Monday, February 2, 2009

Building Winning Teams bySetting Behavioral Expectations

What makes for a winning performance? Talent, experience, knowledge, a track record of executing? Yes, all that and more. Coming in to Super Bowl XLIII, the Steelers and the Cardinals had all of that.
But Monday-morning quarterbacks are saying that the Steelers wanted it more, had more passion, determination, persistence, optimism, confidence. They say in a closely matched game like this one the intangibles can make all the difference. Experts and fans will probably argue for years about this game, about why the Steelers won.
But there’s no argument about what creates winning performance in a work team. Talent, experience, and business knowledge are important. But the winning difference is most often a result of those hard-to-measure human qualities -- passion for serving customers, initiative, persistence, commitment, resilience, dependability, adaptability, empathy, confidence, teamwork, leadership, and many more.
While we can all agree that these qualities are essential for success, we seldom talk about them until we decide an employee isn’t displaying them. "You need to show more initiative," we say. Or "You’re not being a team player." Giving this kind of feedback without agreeing on the behavioral goal first is like asking someone to play basketball on a court without nets or boundary lines, and telling them, when they shoot at an imaginary hoop, "Too bad. You missed."
Employees need to know what the "targets" are before the game starts. Yet in our 30 years experience we’ve met few managers who set clear behavioral targets. "That’s so subjective," managers often say. "How can you set goals about personality characteristics?"
Your challenge as a manager is to have conversations about these "winning" behaviors in a way that everybody understands. The words do seem subjective. Just as "beauty is in the eye of the beholder," the definition of a quality like initiative seems to depend on who is defining it. So when you say "I expect you to show initiative," how do you and your employees know you’re on the same page? Furthermore, when it comes time to review performance and give feedback, how will you and your employee agree on whether or not they actually did show initiative?
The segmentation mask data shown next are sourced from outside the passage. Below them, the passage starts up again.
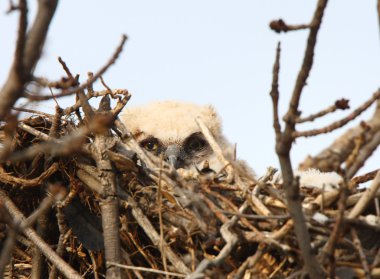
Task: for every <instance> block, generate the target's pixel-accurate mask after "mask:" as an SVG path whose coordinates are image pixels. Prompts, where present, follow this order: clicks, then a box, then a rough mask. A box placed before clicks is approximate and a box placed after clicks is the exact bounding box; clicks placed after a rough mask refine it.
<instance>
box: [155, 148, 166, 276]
mask: <svg viewBox="0 0 380 279" xmlns="http://www.w3.org/2000/svg"><path fill="white" fill-rule="evenodd" d="M163 160H164V158H163V155H161V157H160V161H161V162H160V172H159V177H158V193H157V204H158V220H159V222H160V246H161V247H160V250H161V257H162V263H163V266H164V271H165V272H167V271H168V267H167V263H166V253H165V246H164V224H163V222H162V184H161V181H162V168H163V166H162V162H163ZM166 276H168V275H166Z"/></svg>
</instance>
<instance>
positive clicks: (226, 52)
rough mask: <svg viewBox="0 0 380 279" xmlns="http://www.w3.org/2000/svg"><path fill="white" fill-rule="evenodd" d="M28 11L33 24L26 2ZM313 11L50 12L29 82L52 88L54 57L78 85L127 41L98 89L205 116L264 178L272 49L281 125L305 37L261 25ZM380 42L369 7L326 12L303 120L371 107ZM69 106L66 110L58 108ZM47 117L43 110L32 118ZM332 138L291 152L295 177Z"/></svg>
mask: <svg viewBox="0 0 380 279" xmlns="http://www.w3.org/2000/svg"><path fill="white" fill-rule="evenodd" d="M7 5H8V1H1V2H0V11H1V15H0V37H1V51H0V61H1V67H0V83H1V84H2V83H3V82H4V80H5V78H6V76H7V73H8V68H9V64H10V61H11V60H10V59H11V58H12V55H13V47H14V41H15V34H16V23H17V15H16V14H12V15H10V16H6V15H5V13H4V12H5V10H6V9H7ZM30 5H31V7H30V10H31V13H32V14H33V12H34V11H35V1H30ZM315 5H316V1H304V0H297V1H296V0H292V1H291V0H288V1H286V0H267V1H258V0H256V1H254V0H244V1H243V0H240V1H227V0H212V1H204V0H203V1H200V0H193V1H178V0H176V1H174V0H170V1H169V0H164V1H153V0H150V1H115V0H112V1H93V0H92V1H90V0H81V1H74V0H66V1H60V3H59V5H58V10H57V13H56V15H55V18H54V20H53V23H52V25H51V28H50V32H49V36H48V40H47V44H46V48H45V53H44V57H43V59H42V60H41V62H40V64H39V65H38V68H37V73H38V74H40V75H43V76H45V77H47V78H50V79H54V80H55V79H58V78H60V77H61V76H62V75H63V72H62V70H61V67H60V65H59V63H58V62H57V57H58V56H61V57H62V58H63V59H64V60H65V61H66V62H67V63H68V65H69V66H70V69H71V70H72V71H73V72H76V73H80V74H81V76H82V78H85V77H86V73H87V72H88V71H96V70H97V69H99V68H100V67H101V66H102V65H104V63H105V62H106V61H107V60H108V58H109V57H110V55H111V53H113V51H114V49H115V47H116V45H117V44H118V43H119V41H120V37H121V34H122V33H125V34H127V35H128V36H129V40H128V42H127V44H126V47H125V50H124V52H123V53H122V56H121V58H120V59H119V60H118V62H117V64H116V65H115V66H113V67H112V68H111V69H110V70H109V71H108V72H107V74H106V75H105V79H106V82H107V83H108V84H109V85H110V86H111V87H113V88H127V89H128V90H129V91H130V92H131V93H132V94H133V97H132V99H131V101H130V105H138V104H143V103H148V102H150V101H155V100H164V99H175V100H186V101H191V102H195V103H199V104H212V105H214V106H215V107H216V109H217V110H218V112H219V114H220V115H221V117H222V119H223V123H224V131H225V134H226V135H227V137H228V138H229V139H230V141H231V142H234V143H235V142H237V143H238V155H239V157H241V158H243V159H246V160H247V161H248V162H249V164H250V165H251V166H252V167H253V168H254V169H255V170H256V172H257V173H259V174H262V173H263V172H264V171H265V168H266V167H267V166H269V165H272V166H278V162H277V158H276V156H275V152H274V134H273V129H272V111H271V102H270V98H269V90H270V84H271V71H272V65H273V61H274V52H275V47H276V44H277V42H278V41H281V43H282V57H281V76H280V94H281V96H280V105H281V112H282V113H283V112H284V111H285V108H286V107H287V105H288V100H289V96H290V94H291V92H292V89H293V86H294V81H295V78H296V75H297V72H298V70H299V67H300V63H301V61H302V57H303V53H304V48H305V43H306V36H307V31H298V32H290V33H287V34H281V35H279V34H276V33H274V32H272V31H271V30H270V29H269V28H268V23H269V22H270V21H271V20H272V19H278V18H283V19H284V20H285V21H286V22H288V23H294V24H296V23H308V22H309V21H310V19H311V17H312V13H313V11H314V8H315ZM379 42H380V40H379V29H378V22H377V14H376V1H375V0H367V1H354V0H335V1H330V2H329V4H328V6H327V10H326V14H325V17H324V20H323V24H322V28H321V30H320V33H319V36H318V44H317V48H316V56H315V64H314V67H313V70H312V72H311V77H310V78H309V80H308V86H307V87H306V90H305V92H304V95H303V98H302V101H301V110H302V111H304V112H305V113H304V114H305V115H306V114H309V113H312V112H316V111H319V110H320V109H322V108H325V107H327V106H329V105H331V104H332V103H333V102H334V101H335V100H337V99H339V98H342V97H345V98H348V99H350V100H351V107H356V106H358V105H359V104H360V103H362V102H363V101H364V100H365V99H367V98H369V97H370V96H371V95H372V93H373V92H374V91H375V90H376V89H377V88H378V87H379V81H380V79H379V70H378V68H379V62H380V43H379ZM97 88H98V89H100V88H101V87H100V86H98V87H97ZM70 103H71V100H70V99H69V100H68V99H66V100H65V104H63V103H62V104H61V105H62V106H65V105H69V104H70ZM53 107H54V105H53V104H52V103H46V104H45V105H44V106H43V107H42V109H44V110H50V111H51V110H52V108H53ZM372 111H373V109H372V110H371V112H372ZM348 113H349V112H347V111H344V112H338V113H336V114H335V115H334V116H330V117H328V118H326V120H323V121H318V122H316V123H312V125H311V126H310V125H308V126H305V127H308V128H310V127H321V126H322V125H324V124H327V123H329V122H331V121H332V120H334V119H337V118H340V117H342V116H344V115H347V114H348ZM367 115H369V114H368V113H367ZM356 123H357V122H356ZM303 128H304V127H300V129H303ZM341 133H342V130H339V131H337V132H335V133H333V134H331V135H329V136H319V137H316V138H313V139H306V140H304V139H300V140H298V141H297V144H296V145H295V146H294V149H293V151H292V157H293V163H294V166H296V164H297V163H298V162H299V161H301V160H302V159H303V158H304V157H305V156H306V155H307V154H315V153H316V152H318V151H319V150H321V149H322V148H323V147H324V146H326V145H327V144H329V143H330V142H331V141H332V140H333V138H334V137H336V136H338V135H339V134H341ZM379 159H380V154H379V152H377V153H376V154H375V157H373V158H372V159H371V160H370V161H369V164H368V165H367V167H366V169H367V170H372V169H374V168H376V167H379V166H378V162H379ZM376 163H377V166H376Z"/></svg>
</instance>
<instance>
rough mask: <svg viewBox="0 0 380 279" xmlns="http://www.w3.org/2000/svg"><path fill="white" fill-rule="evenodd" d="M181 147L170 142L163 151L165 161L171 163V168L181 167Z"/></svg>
mask: <svg viewBox="0 0 380 279" xmlns="http://www.w3.org/2000/svg"><path fill="white" fill-rule="evenodd" d="M182 153H183V152H182V149H181V147H180V146H178V145H176V144H171V145H169V146H168V147H167V148H166V151H165V158H166V161H167V162H168V163H169V165H171V166H172V167H173V168H175V169H178V168H180V167H181V165H182V163H183V160H182Z"/></svg>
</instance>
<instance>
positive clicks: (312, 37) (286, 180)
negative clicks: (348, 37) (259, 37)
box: [276, 0, 327, 279]
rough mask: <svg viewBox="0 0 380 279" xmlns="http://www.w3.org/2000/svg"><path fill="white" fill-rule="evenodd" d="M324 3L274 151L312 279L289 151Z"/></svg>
mask: <svg viewBox="0 0 380 279" xmlns="http://www.w3.org/2000/svg"><path fill="white" fill-rule="evenodd" d="M326 5H327V0H319V1H318V4H317V8H316V10H315V13H314V16H313V20H312V22H311V24H310V25H311V26H310V32H309V36H308V40H307V46H306V51H305V55H304V59H303V63H302V67H301V69H300V71H299V73H298V76H297V80H296V84H295V87H294V90H293V94H292V97H291V100H290V104H289V109H288V112H287V113H286V115H285V116H284V121H285V123H286V126H285V130H284V132H282V133H279V132H278V131H276V139H277V140H276V153H277V155H278V158H279V161H280V166H281V170H282V176H283V180H284V188H285V194H286V199H287V201H288V210H289V213H290V215H291V216H292V218H293V220H294V230H295V234H296V237H297V241H298V245H299V247H300V250H301V253H302V257H303V260H304V264H305V270H306V272H307V273H308V274H309V276H310V278H312V279H314V278H315V279H316V278H321V277H323V275H322V274H323V271H322V269H321V267H320V265H319V264H318V262H317V260H316V259H315V257H314V255H313V254H312V251H311V245H310V235H309V232H308V230H307V227H306V223H305V217H304V216H303V213H302V205H301V200H300V195H299V187H298V185H299V183H298V181H297V180H296V179H295V177H294V174H293V168H292V164H291V160H290V150H291V148H292V143H293V140H294V137H293V133H294V131H295V124H296V119H297V118H298V115H299V111H298V106H299V102H300V98H301V93H302V90H303V88H304V86H305V84H306V80H307V78H308V76H309V73H310V70H311V67H312V65H313V59H314V48H315V44H316V42H317V34H318V30H319V27H320V25H321V22H322V18H323V13H324V10H325V8H326Z"/></svg>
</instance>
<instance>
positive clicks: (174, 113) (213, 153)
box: [121, 101, 342, 189]
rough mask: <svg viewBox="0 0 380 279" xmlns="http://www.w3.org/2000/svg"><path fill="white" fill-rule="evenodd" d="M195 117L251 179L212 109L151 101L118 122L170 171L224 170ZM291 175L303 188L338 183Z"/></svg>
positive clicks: (319, 187) (329, 174)
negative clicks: (208, 130)
mask: <svg viewBox="0 0 380 279" xmlns="http://www.w3.org/2000/svg"><path fill="white" fill-rule="evenodd" d="M197 117H200V118H201V119H202V120H203V122H204V123H205V125H206V126H207V128H208V129H209V130H210V131H211V133H212V135H213V136H214V138H215V140H216V141H217V143H218V144H219V146H220V147H221V149H222V150H223V153H224V154H223V155H224V157H225V158H226V159H227V160H228V161H229V162H230V163H231V164H232V165H233V166H234V169H235V171H237V173H238V174H239V176H241V177H243V178H244V180H247V179H248V180H249V181H251V180H252V178H253V177H254V173H253V171H252V170H251V169H250V168H249V167H248V166H247V164H246V163H245V162H244V161H241V160H235V158H234V153H235V152H234V147H233V145H232V144H231V143H229V142H228V141H227V139H226V138H225V137H224V135H223V133H222V126H221V121H220V119H219V116H218V115H217V113H216V111H215V109H214V108H213V107H212V106H200V105H196V104H192V103H185V102H176V101H163V102H155V103H151V104H149V105H145V106H141V107H135V108H128V109H126V111H125V113H124V114H123V115H121V120H122V121H123V122H124V124H126V126H127V128H128V129H129V130H130V131H131V133H132V135H133V136H134V137H135V139H136V140H137V141H138V142H139V144H140V146H141V147H143V148H144V149H146V150H147V151H148V152H150V153H151V154H152V155H155V156H158V157H159V156H161V155H163V158H164V159H165V160H166V161H167V162H168V163H169V164H170V165H172V166H173V167H174V168H176V169H188V170H193V171H195V170H196V169H198V170H200V169H202V168H203V165H204V163H205V162H206V161H207V162H208V163H209V167H210V168H211V169H212V170H214V171H215V172H217V173H219V172H221V171H223V169H225V167H226V166H225V163H222V162H220V161H219V159H218V158H217V156H216V154H214V152H213V150H212V148H211V147H210V145H209V144H208V142H207V141H206V139H205V138H204V136H203V134H202V132H201V129H200V128H199V127H198V124H197V123H196V121H195V118H197ZM295 174H296V175H298V176H299V177H300V183H301V186H304V187H309V186H311V187H317V188H322V187H324V186H323V185H333V186H336V185H338V184H339V183H340V182H341V180H342V178H341V177H340V176H339V175H338V174H336V173H321V172H319V171H317V170H308V171H295ZM279 178H281V174H280V175H279ZM280 180H281V179H280ZM329 187H330V186H329ZM324 188H326V187H324ZM330 188H331V187H330ZM330 188H328V189H330Z"/></svg>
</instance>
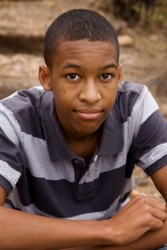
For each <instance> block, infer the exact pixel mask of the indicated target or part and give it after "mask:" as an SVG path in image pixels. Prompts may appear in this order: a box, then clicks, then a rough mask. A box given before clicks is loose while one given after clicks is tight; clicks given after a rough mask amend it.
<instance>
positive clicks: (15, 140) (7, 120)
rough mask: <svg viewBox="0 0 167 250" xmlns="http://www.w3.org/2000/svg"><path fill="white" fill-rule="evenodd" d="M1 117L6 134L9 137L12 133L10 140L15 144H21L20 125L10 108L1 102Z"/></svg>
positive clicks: (20, 132) (0, 118)
mask: <svg viewBox="0 0 167 250" xmlns="http://www.w3.org/2000/svg"><path fill="white" fill-rule="evenodd" d="M0 119H1V123H0V126H1V128H2V130H3V131H4V132H5V134H6V136H8V137H9V135H10V140H11V141H12V142H13V143H14V144H15V145H17V146H19V144H20V142H19V137H20V134H21V129H20V126H19V124H18V122H17V121H16V119H15V117H14V115H13V113H12V112H11V111H10V110H9V109H7V108H6V107H4V106H3V105H2V104H1V103H0Z"/></svg>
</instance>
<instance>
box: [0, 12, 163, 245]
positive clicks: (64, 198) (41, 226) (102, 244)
mask: <svg viewBox="0 0 167 250" xmlns="http://www.w3.org/2000/svg"><path fill="white" fill-rule="evenodd" d="M44 58H45V62H46V66H44V65H41V66H40V67H39V79H40V82H41V85H42V87H43V89H41V88H32V89H30V90H23V91H19V92H17V93H15V94H13V95H12V96H10V97H9V98H6V99H4V100H2V101H1V104H0V126H1V128H0V186H1V187H0V204H1V206H0V221H1V226H0V242H1V249H8V250H9V249H12V250H13V249H17V250H18V249H62V248H75V247H78V248H77V249H128V250H129V249H140V250H141V249H156V248H158V247H160V246H162V245H164V244H165V243H166V242H167V235H166V230H167V222H166V206H165V205H164V204H161V203H160V202H159V201H157V200H155V199H153V198H149V197H142V196H136V197H135V198H133V199H132V200H131V201H129V202H128V196H129V194H130V192H131V190H132V185H131V173H132V171H133V167H134V164H137V165H139V166H140V167H141V168H142V169H143V170H144V171H145V172H146V173H147V174H148V175H150V176H151V178H152V180H153V182H154V183H155V185H156V187H157V188H158V189H159V191H160V192H161V194H162V195H163V197H164V199H165V200H167V182H166V176H167V129H166V121H165V120H164V119H163V116H162V115H161V114H160V111H159V109H158V106H157V104H156V102H155V101H154V99H153V97H152V96H151V94H150V93H149V92H148V90H147V88H146V87H145V86H143V85H138V84H131V83H129V82H125V83H123V84H121V83H120V81H121V76H122V71H121V66H120V65H119V44H118V40H117V36H116V33H115V31H114V29H113V27H112V26H111V25H110V23H109V22H108V21H107V20H106V19H104V18H103V17H102V16H100V15H99V14H97V13H95V12H93V11H89V10H71V11H68V12H67V13H64V14H62V15H61V16H60V17H58V18H57V19H56V20H55V21H54V22H53V23H52V24H51V26H50V27H49V29H48V31H47V33H46V36H45V43H44ZM7 207H9V208H7ZM11 208H12V209H11ZM65 219H66V220H65ZM150 239H151V240H150Z"/></svg>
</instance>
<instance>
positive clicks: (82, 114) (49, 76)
mask: <svg viewBox="0 0 167 250" xmlns="http://www.w3.org/2000/svg"><path fill="white" fill-rule="evenodd" d="M39 78H40V81H41V83H42V85H43V87H44V89H45V90H47V91H48V90H52V91H53V96H54V100H55V108H56V112H57V116H58V119H59V122H60V124H61V126H62V128H63V129H64V132H65V134H67V135H70V136H74V137H76V138H77V137H81V138H82V137H84V136H87V135H90V134H92V133H94V132H96V131H97V130H98V128H99V127H100V125H101V124H102V123H103V121H104V120H105V118H106V116H107V114H108V112H109V111H110V110H111V109H112V107H113V104H114V102H115V98H116V94H117V90H118V86H119V81H120V80H121V68H120V66H118V65H117V52H116V49H115V47H114V45H112V44H111V43H107V42H101V41H96V42H90V41H88V40H78V41H64V42H62V43H60V45H59V48H58V49H57V50H56V55H55V57H54V59H53V63H52V69H51V70H50V69H48V68H46V67H45V66H41V67H40V70H39Z"/></svg>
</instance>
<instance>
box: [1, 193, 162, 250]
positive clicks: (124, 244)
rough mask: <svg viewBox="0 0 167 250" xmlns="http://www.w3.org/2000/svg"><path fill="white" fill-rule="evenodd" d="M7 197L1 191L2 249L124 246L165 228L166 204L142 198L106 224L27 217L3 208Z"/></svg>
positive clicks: (106, 221) (156, 201)
mask: <svg viewBox="0 0 167 250" xmlns="http://www.w3.org/2000/svg"><path fill="white" fill-rule="evenodd" d="M5 197H6V194H5V191H4V190H3V189H2V188H0V204H1V206H0V222H1V226H0V242H1V249H2V250H10V249H12V250H14V249H17V250H19V249H30V250H32V249H36V250H37V249H51V248H53V249H62V248H64V249H65V248H70V247H77V246H95V245H125V244H129V243H130V242H132V241H134V240H135V239H138V238H140V237H141V236H142V235H144V233H145V232H147V231H148V230H150V229H153V228H154V229H159V228H162V226H163V221H164V220H165V218H166V213H165V207H164V206H163V205H160V204H159V203H158V202H157V201H156V200H154V199H149V198H147V197H140V196H139V197H135V198H134V199H133V200H132V201H130V202H129V203H128V204H127V205H126V206H125V207H124V208H123V209H121V211H120V212H119V213H118V214H117V215H116V216H115V217H114V218H112V219H111V220H106V221H69V220H62V219H53V218H46V217H42V216H38V215H33V214H28V213H25V212H21V211H16V210H13V209H9V208H5V207H3V206H2V205H3V204H4V200H5ZM2 225H3V226H2ZM127 232H128V233H127ZM85 249H86V248H85Z"/></svg>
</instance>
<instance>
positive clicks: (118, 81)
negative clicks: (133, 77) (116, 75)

The ALTtm skills we have talked about before can help you and your employees "get on the same page" about exactly where these goals and boundary lines are. The key is to identify the behaviors that would be evidence of leadership, or teamwork, or initiative, etc. Think of what a camcorder could capture – what a person does or says, and how they do or say it. If a recorder can’t capture it, you can’t communicate it as an expectation and you can’t measure it. For instance, flexibility can mean doing whatever you’re asked to do, or volunteering to take on new challenges, or just smiling and being pleasant when asked to drop one task and pick up another.